Catherine recently e-mailed me and asked what it was I loved about Mavis Gallant’s “The Ice Wagon Going Down the Street.” I was about to write back and then decided I would answer here. I love the idea that this blog could be a place to carry on conversations between us, now we don’t often get the chance to have them across a kitchen table. And to have them, maybe, with other people too. Since look, here we are on the internet, where everyone lives!
Anyway, I guess in the simplest terms what I love about this story is what I always love about MG. How she couples perfectly irony and tenderness for her characters. You are immediately distanced fromthese characters, certainly from Peter and Sheila, in the first sentence where “world affairs” is trivialized by Sheila’s glib reference to “doing the international thing.” Just like that, you know they’re silly people. Dour, earnest, Protestant-ethic-minded Agnes is a little silly too. Her dignity and her plodding seem embarrassing to us for the same reason they do to Peter. But then somehow, by the end, for all this distance, you are suddenly, for a second, or a line or two, whisper-close to Peter and Agnes both. So intimately and tenderly, their particular tragedies (Agnes is gone, Peter is lost) are laid out bald in those last damn-incredible paragraphs. Peter and Sheila’s lives are obviously as hollow as ever, but that doesn’t seem like a punch line. And there is something briefly, strangely vital and precious about Agnes, a very tiny light that would probably go out if it could still be seen.

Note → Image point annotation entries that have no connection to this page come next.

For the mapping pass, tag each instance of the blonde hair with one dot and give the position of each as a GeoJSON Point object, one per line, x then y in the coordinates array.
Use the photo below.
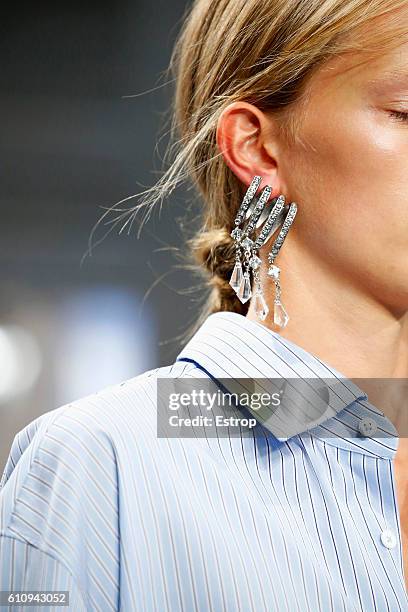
{"type": "Point", "coordinates": [262, 52]}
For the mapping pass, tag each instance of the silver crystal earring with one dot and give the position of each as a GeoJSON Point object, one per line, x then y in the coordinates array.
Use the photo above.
{"type": "Point", "coordinates": [280, 316]}
{"type": "Point", "coordinates": [241, 279]}
{"type": "Point", "coordinates": [244, 240]}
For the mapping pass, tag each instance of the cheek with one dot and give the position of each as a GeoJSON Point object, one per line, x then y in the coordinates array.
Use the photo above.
{"type": "Point", "coordinates": [349, 176]}
{"type": "Point", "coordinates": [350, 172]}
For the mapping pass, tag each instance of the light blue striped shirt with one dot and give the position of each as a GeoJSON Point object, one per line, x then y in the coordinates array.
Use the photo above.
{"type": "Point", "coordinates": [95, 503]}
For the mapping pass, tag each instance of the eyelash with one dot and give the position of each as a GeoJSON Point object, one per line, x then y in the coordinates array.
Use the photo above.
{"type": "Point", "coordinates": [399, 115]}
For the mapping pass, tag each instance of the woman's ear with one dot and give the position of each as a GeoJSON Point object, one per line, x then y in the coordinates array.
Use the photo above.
{"type": "Point", "coordinates": [247, 141]}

It’s such an odd combination of tactics. I don’t know anyone else who does it well (do you? I’d really love to know). If it were all ironic like that, I’d think it was smart and good and sensationally written, but I wouldn’t die a little reading it. If it were all tender, well, it would probably be sentimental. Or just less interesting than it is.
And then there are the sentences. My god. This is not necessarily my favourite MG story. Probably isn’t actually. But it is just so unbelievably precise and lovely. Perfect is the word, I guess. All those perfect sentences dropping away and then you’re just left with a thought or mood (pity, epiphany, I don’t know) you couldn’t describe except to tell the story all over again.
Anyway, I could write more and better about it, if I reread it and gave this more thought. But I just thought I’d try not to inhibit a normal conversation about books by trying to be informed! This is more like how I bluster in real-life. What did you think, Katie?